Including the effect of a 53rd week in its fiscal year, consolidated sales are expected to increase by 1% to 2%, and earnings per share are expected to decline by 3% to 8%, Home Depot said.
CEO Frank Blake told investors at Wednesday’s conference that like last year, “2007 also will be a difficult year.” But he said it will be a year of focus on Home Depot’s priorities and a year with “hopefully less noise.”
The “noise” was apparently a reference to the investor furor over former CEO Bob Nardelli’s hefty compensation in light of the company’s lagging stock price. Nardelli resigned in early January after six years at the helm of the company. He took with him a severance package valued at $210 million.
To improve its business, Home Depot said it will invest $2.2 billion this fiscal year in key priorities, including the opening of 115 stores. The investment includes $1.6 billion in capital spending and $600 million in expense.

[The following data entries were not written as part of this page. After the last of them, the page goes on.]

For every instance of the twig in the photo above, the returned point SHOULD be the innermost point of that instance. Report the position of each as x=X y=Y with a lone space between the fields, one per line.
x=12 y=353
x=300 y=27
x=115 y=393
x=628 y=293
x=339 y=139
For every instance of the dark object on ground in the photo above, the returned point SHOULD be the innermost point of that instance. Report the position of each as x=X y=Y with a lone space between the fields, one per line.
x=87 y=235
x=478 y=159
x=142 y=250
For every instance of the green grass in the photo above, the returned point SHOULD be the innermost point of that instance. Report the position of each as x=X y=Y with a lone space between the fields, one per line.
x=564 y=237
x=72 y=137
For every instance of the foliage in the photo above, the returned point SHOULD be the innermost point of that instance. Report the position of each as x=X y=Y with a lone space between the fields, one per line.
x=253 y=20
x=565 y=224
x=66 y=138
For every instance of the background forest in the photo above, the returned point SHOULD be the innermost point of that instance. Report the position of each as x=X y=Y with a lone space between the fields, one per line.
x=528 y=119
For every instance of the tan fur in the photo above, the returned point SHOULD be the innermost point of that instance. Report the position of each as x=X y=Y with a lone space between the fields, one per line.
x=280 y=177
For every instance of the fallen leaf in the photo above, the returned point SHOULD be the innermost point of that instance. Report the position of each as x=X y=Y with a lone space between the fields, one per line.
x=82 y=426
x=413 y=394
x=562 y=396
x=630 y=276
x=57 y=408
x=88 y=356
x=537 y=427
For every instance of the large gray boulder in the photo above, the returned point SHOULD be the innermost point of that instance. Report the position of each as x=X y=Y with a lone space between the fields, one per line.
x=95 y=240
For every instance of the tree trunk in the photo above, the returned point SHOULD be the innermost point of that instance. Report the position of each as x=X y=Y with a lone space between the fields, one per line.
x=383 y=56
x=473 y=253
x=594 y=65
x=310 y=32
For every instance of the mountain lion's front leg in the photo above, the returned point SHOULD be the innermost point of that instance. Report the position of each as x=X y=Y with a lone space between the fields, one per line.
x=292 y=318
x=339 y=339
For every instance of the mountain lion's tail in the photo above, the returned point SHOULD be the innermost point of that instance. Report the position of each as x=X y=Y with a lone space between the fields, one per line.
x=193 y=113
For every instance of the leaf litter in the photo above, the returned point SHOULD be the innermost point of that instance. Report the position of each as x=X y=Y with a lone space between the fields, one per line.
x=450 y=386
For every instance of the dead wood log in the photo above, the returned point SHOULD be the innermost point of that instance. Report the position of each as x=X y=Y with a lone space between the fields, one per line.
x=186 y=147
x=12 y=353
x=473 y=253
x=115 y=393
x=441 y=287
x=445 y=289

Home Depot said it will recruit master trade specialists, simplify its staffing model, use more technology to aid customer service, and redesign employee compensation and reward plans. It also will invest in new merchandise and review its pricing strategies. Additionally, the chain will spend money on customer loyalty programs, direct-ship programs, credit programs and other specialty sales initiatives.
Federated Plans Name Change
New York City, Federated Department Stores on Tuesday said it would ask shareholders to approve changing the company’s corporate name to Macy’s Group Inc. A vote to amend the corporation’s charter to accommodate the new name will be held in conjunction with Federated’s annual meeting on May 18. If approved, the company will be known as Macy’s Group Inc., effective June 1. The move comes on the heels of the company changing most of its store nameplates to Macy’s.

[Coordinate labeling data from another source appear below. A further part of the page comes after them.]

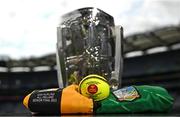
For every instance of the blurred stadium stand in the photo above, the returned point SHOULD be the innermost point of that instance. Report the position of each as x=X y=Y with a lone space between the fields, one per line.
x=151 y=58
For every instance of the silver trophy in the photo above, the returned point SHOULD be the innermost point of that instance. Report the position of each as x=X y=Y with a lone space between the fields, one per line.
x=89 y=43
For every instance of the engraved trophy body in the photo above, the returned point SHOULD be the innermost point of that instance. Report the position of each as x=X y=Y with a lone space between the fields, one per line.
x=89 y=43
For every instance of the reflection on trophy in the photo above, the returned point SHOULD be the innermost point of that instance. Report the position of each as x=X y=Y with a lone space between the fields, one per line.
x=88 y=43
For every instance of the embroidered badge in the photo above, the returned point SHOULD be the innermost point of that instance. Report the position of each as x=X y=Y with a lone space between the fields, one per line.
x=126 y=94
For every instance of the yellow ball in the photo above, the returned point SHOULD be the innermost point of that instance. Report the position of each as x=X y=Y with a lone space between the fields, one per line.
x=95 y=87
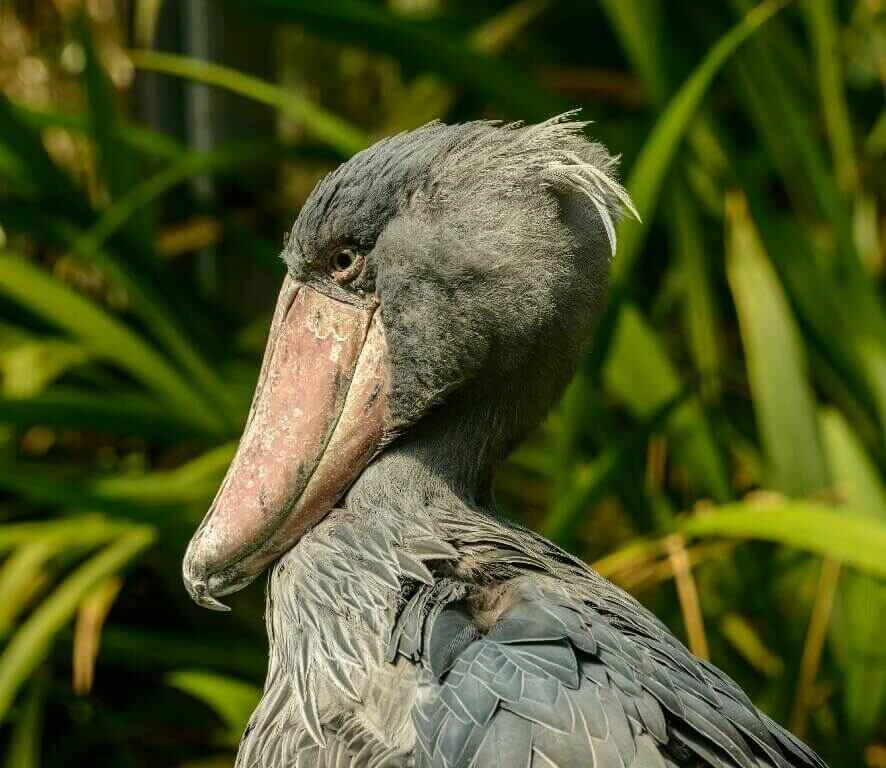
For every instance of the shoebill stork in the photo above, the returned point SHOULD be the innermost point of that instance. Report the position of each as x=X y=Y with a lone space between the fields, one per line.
x=441 y=290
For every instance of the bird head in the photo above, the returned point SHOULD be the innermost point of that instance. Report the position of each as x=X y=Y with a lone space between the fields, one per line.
x=447 y=270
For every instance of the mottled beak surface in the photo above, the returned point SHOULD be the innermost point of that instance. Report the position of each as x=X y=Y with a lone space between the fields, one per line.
x=318 y=415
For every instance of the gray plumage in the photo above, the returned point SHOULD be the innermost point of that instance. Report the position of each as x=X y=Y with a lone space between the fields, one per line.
x=411 y=627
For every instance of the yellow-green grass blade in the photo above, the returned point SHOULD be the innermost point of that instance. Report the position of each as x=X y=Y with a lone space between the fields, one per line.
x=825 y=35
x=75 y=532
x=422 y=45
x=231 y=699
x=649 y=172
x=104 y=336
x=320 y=123
x=30 y=644
x=783 y=400
x=117 y=413
x=137 y=137
x=699 y=302
x=118 y=166
x=116 y=216
x=639 y=373
x=857 y=626
x=822 y=529
x=27 y=736
x=429 y=97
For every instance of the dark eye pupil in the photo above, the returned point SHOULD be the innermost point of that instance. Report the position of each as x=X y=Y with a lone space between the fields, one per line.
x=343 y=260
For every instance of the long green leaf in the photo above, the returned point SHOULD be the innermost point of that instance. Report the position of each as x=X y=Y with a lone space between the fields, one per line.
x=649 y=172
x=320 y=123
x=105 y=336
x=73 y=532
x=782 y=397
x=428 y=97
x=31 y=643
x=819 y=528
x=425 y=45
x=640 y=374
x=110 y=413
x=137 y=137
x=231 y=699
x=822 y=22
x=27 y=737
x=856 y=630
x=118 y=166
x=699 y=301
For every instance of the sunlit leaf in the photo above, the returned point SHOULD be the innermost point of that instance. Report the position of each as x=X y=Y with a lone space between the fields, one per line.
x=104 y=336
x=640 y=374
x=27 y=736
x=231 y=699
x=649 y=172
x=118 y=166
x=321 y=124
x=31 y=642
x=861 y=602
x=424 y=45
x=819 y=528
x=782 y=397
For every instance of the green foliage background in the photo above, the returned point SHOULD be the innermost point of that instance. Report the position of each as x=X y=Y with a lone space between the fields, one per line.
x=721 y=453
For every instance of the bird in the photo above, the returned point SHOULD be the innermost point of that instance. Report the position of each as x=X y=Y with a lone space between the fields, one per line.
x=441 y=290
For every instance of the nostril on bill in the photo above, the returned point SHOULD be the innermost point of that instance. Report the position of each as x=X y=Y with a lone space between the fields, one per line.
x=200 y=594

“Macy’s Group is the appropriate name for our company, given that about 90% of our sales involve the Macy’s brand. That said, Bloomingdale’s is—and will remain—a very important part of our company,” said Terry J. Lundgren, Federated’s chief executive. Federated Department Stores also said stronger sales at established stores and lower costs drove a 5% rise in fourth-quarter earnings. For the quarter ended Feb. 3, net income rose to $733 million from $699 million the prior-year period. Sales fell 4% to $9.16 billion from $9.57 billion, as the company shuttered 80 “duplicative” store locations. Comp-store sales rose 6.1% in the quarter.
During the quarter, Federated lowered its selling, general and administrative costs 11% to $2.31 billion.
The company also announced a $4 billion increase to its stock buyback program and said it will immediately repurchase 45 million shares for $2 billion under the plan.